I was just toying with the idea of implementing caches for arithmetic operations that last for several cycles, and was wondering if they could be worth considering.
Then while looking up if that idea had already been considered, I found a patent (damn! But it's expired): https://patents.google.com/patent/US5260898A/en
What do you guys think? Could it have any real-life benefit in your opinion, has any of you ever implemented that, and/or have you seen a real processor implementing it?
Somewhat often, the incoming (to be processed) data, into a function (or similar), is only BYTE sized. Such as TEXT files/arrays, and/or other smallish values (e.g. Dates 1..31, Ages 1..150, Most MPH Car speeds).
So, consider an encryption routine (or similar).
Let's say (hypothetical, i.e. NOT correct in real life) you take each BYTE of an array or file, and perform...
EncryptionHash += (((CHAR_BYTE x 68) + 12) / 112) and 0xFF. (Pseudocode).
On the one hand, this will take (let's assume DOUBLE's are used), many cycles. E.g. The divide alone, might take 50 cpu cycles, especially on an older cpu. (Ignoring that pipelining/superscaler etc, may slightly/largely eliminate, that delay/time).
So, there are only 256 (char) possible values to calculate (to fill the cache), even if the text array/file is millions of bytes long. Hence (no arithmetic cache), might take 75 (cycles per byte) x 2,000,000 (text bytes to encrypt), = 150 million cpu cycles.
With the arithmetic cache, it might take 1 (cycle, if cache is fast enough) x 2,000,000 = 2 million cycles.
= x75 speedup.
N.B. Ignoring superscaler/pipelining/other-stuff etc, which may significantly change these figures.
This could apply to many actual programs, it could of been pseudorandom number generation, checksum calculation, hashing, database, weather prediction data (temps in deg C), etc etc.
Even if the variable(s), are considerably bigger than shown above. The actual values, may be only limited, to a tiny subset of the available values.
E.g. House numbers, being hashed for a database. Although the variable might be an INT32 type, to allow for very big house numbers. In practice, they will usually be less than 10,000. So, such a hashing algorithm, may only actually see 5,000 different house number types, while processing, tens of millions of addresses.

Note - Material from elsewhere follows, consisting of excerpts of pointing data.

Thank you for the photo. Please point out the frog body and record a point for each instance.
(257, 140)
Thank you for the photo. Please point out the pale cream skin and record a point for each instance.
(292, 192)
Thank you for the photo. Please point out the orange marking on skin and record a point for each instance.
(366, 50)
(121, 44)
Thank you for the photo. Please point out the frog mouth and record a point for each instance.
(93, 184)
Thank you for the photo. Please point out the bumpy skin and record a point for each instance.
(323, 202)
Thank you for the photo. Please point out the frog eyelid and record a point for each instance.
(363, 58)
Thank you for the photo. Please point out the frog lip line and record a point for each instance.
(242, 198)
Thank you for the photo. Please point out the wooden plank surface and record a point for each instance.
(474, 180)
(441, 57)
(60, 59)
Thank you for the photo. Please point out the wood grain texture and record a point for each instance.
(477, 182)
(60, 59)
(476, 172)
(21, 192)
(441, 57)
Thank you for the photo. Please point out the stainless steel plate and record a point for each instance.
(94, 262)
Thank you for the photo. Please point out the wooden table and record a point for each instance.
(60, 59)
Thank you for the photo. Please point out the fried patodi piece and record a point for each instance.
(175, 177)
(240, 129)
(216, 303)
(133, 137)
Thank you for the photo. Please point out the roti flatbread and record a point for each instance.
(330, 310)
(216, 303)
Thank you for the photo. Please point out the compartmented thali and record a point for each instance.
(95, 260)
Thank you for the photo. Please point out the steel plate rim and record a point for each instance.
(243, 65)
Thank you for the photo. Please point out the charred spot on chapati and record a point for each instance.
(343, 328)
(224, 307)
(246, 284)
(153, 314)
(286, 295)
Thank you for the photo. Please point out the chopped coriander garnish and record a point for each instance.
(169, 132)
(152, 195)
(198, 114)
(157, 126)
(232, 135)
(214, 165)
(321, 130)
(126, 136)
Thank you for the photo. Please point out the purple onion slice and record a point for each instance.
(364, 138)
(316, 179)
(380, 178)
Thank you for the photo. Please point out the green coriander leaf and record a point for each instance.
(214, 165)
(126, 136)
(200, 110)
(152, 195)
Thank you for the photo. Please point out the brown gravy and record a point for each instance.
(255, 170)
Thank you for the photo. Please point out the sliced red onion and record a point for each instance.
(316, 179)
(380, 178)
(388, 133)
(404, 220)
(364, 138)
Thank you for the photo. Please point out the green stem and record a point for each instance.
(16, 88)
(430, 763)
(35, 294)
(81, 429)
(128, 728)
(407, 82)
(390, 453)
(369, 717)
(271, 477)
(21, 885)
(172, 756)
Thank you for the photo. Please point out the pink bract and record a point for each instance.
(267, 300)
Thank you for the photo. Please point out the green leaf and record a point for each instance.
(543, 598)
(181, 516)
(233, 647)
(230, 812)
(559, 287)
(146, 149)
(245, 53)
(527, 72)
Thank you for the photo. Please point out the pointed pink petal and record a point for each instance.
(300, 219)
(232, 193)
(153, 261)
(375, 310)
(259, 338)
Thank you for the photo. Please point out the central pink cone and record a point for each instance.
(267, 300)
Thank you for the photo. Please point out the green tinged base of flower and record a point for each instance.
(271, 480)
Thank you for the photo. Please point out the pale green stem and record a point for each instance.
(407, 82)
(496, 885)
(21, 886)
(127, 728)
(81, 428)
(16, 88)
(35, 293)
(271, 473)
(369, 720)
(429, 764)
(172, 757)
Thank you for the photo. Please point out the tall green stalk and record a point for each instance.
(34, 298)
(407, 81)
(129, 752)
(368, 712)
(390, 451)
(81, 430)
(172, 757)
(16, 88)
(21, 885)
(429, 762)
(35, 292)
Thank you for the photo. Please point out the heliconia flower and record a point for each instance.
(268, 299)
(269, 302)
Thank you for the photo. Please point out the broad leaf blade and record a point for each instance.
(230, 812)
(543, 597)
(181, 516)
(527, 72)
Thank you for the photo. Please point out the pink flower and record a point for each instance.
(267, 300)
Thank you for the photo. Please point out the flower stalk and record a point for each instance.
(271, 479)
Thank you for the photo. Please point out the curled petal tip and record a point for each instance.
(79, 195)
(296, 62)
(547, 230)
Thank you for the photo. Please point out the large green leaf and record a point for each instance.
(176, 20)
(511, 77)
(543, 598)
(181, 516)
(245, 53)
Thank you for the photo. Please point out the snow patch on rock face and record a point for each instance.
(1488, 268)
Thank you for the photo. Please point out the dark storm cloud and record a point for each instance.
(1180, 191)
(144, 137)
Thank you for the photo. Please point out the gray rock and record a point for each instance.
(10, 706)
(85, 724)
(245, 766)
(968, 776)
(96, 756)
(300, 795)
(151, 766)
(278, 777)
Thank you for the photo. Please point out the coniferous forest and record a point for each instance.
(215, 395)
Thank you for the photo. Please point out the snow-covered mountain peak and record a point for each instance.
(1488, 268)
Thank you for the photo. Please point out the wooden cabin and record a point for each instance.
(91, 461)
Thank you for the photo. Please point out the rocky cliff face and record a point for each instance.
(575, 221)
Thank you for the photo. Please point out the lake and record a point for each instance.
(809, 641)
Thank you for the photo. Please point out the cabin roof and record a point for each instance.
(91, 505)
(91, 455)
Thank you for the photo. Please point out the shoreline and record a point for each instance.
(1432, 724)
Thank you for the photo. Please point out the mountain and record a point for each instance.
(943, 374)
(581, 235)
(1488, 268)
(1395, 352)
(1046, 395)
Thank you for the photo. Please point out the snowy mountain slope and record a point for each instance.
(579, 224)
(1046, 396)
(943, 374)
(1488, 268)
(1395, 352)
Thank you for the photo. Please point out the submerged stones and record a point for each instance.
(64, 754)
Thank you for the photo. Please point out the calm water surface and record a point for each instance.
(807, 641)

This technique is sometimes used in software. Where very time-consuming calculations are done, but where similar/same data, is often repeated. Quick hashed, lookup tables, can be used, for already calculated values.
E.g. Electronic circuit simulation, where the voltage hasn't changed (yet, or it has returned to a previous calculated value, e.g. oscillator) at some nodes, so the calculation(s), have already been done.
Despite the millions (approx, depends on algorithm used and resolution etc), of repeated, small time steps, being calculated.